Renren, Inc. (RENN) is trading at $4.60. Renren is a social networking company in China. Many call it the "Facebook" of China. The 52 week high is $24. These shares have dropped from recent highs of around $14 to current levels. Reports have put the value of Facebook at around $75 to $100 billion, and that makes buying RENN with a enterprise value of about $1 billion a real bargain. The largest social networking site in China (the most populous nation in the world) has to be worth more than 1% of Facebook. This stock should see a boost when Facebook goes public, but for now it is being punished for a disappointing quarter and weak guidance. Investors were looking for more growth now, but patience could pay off in the long run since this stock is well off its highs. Read more about the quarter and guidance here. This stock is also likely to see tax-loss selling so I would average in over the next few weeks in anticipation of a rally in 2012.

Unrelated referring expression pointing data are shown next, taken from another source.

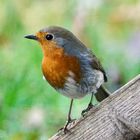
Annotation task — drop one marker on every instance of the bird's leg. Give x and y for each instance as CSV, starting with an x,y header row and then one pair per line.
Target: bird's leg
x,y
90,105
69,120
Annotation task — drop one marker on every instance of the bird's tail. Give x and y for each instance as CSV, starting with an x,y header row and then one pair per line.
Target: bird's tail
x,y
102,93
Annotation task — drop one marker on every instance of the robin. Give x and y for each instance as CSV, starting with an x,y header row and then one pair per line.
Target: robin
x,y
70,67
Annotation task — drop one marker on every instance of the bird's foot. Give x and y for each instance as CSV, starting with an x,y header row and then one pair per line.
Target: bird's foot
x,y
83,113
65,129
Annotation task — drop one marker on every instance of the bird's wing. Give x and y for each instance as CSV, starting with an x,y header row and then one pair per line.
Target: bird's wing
x,y
97,65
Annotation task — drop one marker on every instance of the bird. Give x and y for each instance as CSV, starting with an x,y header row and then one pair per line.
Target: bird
x,y
70,67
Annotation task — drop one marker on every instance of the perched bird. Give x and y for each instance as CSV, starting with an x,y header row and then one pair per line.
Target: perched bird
x,y
69,66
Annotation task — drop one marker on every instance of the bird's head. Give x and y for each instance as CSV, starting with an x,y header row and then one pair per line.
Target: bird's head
x,y
55,37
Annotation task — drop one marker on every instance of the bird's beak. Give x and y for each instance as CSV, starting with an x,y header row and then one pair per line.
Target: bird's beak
x,y
31,37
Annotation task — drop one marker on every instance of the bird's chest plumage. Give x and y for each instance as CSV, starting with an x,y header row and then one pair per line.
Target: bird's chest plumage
x,y
58,67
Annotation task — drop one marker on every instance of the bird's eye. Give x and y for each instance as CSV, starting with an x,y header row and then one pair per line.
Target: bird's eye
x,y
49,37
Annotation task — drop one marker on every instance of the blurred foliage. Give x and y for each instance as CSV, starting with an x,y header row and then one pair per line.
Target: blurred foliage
x,y
29,107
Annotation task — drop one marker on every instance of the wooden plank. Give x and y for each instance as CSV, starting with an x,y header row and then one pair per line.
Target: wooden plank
x,y
116,118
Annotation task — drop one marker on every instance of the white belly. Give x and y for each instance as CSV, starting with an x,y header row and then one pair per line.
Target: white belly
x,y
90,85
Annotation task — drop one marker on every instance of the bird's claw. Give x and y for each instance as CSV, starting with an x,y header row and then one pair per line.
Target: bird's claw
x,y
87,109
65,129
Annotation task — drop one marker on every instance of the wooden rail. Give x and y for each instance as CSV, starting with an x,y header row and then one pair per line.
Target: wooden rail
x,y
116,118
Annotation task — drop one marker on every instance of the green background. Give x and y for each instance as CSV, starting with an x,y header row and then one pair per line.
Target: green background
x,y
29,108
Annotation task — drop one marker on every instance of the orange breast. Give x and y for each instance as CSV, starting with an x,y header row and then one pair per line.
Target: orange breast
x,y
56,67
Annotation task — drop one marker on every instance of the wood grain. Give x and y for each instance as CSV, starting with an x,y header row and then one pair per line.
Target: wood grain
x,y
116,118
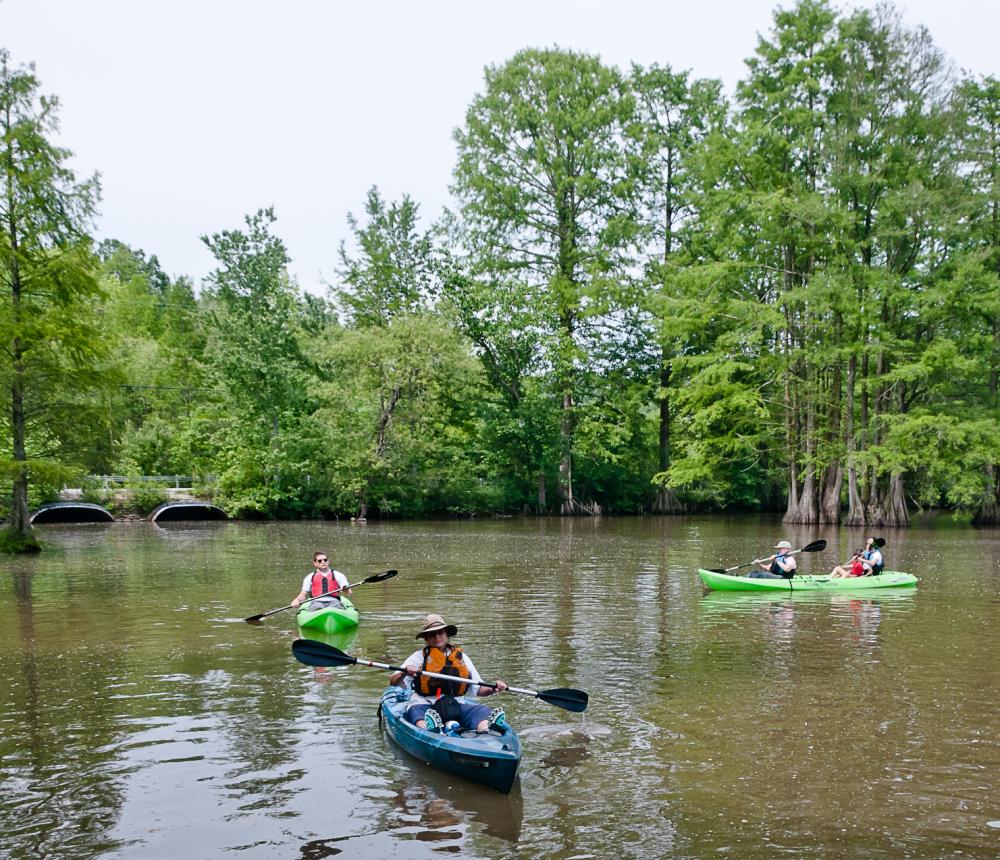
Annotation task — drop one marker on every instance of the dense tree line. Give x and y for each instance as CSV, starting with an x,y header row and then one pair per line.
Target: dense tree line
x,y
648,298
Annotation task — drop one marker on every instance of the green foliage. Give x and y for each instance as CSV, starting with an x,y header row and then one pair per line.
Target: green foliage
x,y
52,350
647,298
144,498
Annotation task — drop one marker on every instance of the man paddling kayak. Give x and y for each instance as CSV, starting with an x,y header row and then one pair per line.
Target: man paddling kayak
x,y
322,585
434,703
781,565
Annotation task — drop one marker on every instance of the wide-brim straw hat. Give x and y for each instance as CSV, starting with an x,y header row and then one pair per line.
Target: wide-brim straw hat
x,y
433,623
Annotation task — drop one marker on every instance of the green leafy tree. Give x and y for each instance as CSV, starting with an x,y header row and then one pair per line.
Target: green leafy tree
x,y
674,117
255,354
50,349
545,178
393,271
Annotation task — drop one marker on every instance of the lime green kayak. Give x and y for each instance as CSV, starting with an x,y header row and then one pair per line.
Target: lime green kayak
x,y
328,619
886,579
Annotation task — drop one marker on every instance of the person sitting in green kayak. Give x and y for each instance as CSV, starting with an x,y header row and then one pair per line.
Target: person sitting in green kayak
x,y
781,565
857,566
873,556
434,703
323,585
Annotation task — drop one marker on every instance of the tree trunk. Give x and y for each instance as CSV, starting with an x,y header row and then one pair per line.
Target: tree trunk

Wal-Mart Stores, Inc. (WMT) shares are trading at $57.46. Wal-Mart is a leading retailer of everything from food to clothes. The shares have traded in a range between $48.31 to $59.40 in the past 52 weeks. The 50-day moving average is $54.64 and the 200-day moving average is $53.23. Earnings estimates for WMT are $4.49 per share in 2011, and $4.91 for 2012. This stock pays a dividend of $1.46 per share which yields $2.5%. WMT shares were trading around $59 but dropped after earnings were released. Investors seemed to be disappointed that sales were not stronger and that dollar stores would continue to impact Wal-Mart. That trend could take time to play out, but the company is well managed and it should remain competitive. This stock was trading around $52 in early October so it's no bargain yet, but it would be if it trades back at recent lows soon and that is when it makes sense to buy.
Motricity, Inc. (MOTR) shares are trading at $1.45. MOTR is a leading provider of mobile data solutions. These shares have a relative strength index of about 35 which indicates the shares are becoming oversold. The 50-day moving average is about $1.83 and the 200-day average is $8.05. The shares have traded in a range between $1.19 to $31.39 in the past 52 weeks. Motricity reported earnings which disappointed the market (again) as shares dropped from about $1.85 before earnings to current levels of around $1.45. Earnings estimates for MOTR are for a loss of 8 cents per share in 2011, and a 9 cent loss for 2012. This company and stock have been a huge disappointment for many investors and there is little doubt it will see plenty of tax-loss selling in the next few weeks. This could easily push the shares to 52 week lows around $1.19 or below. A buy around $1 per share might reward investors who hold this stock past January, when tax-loss selling will be over.
The data is sourced from Yahoo Finance. The information and data is believed to be accurate, but no guarantees or representations are made. Rougemont is not a registered investment advisor and does not provide specific investment advice. The information contained herein is for informational purposes.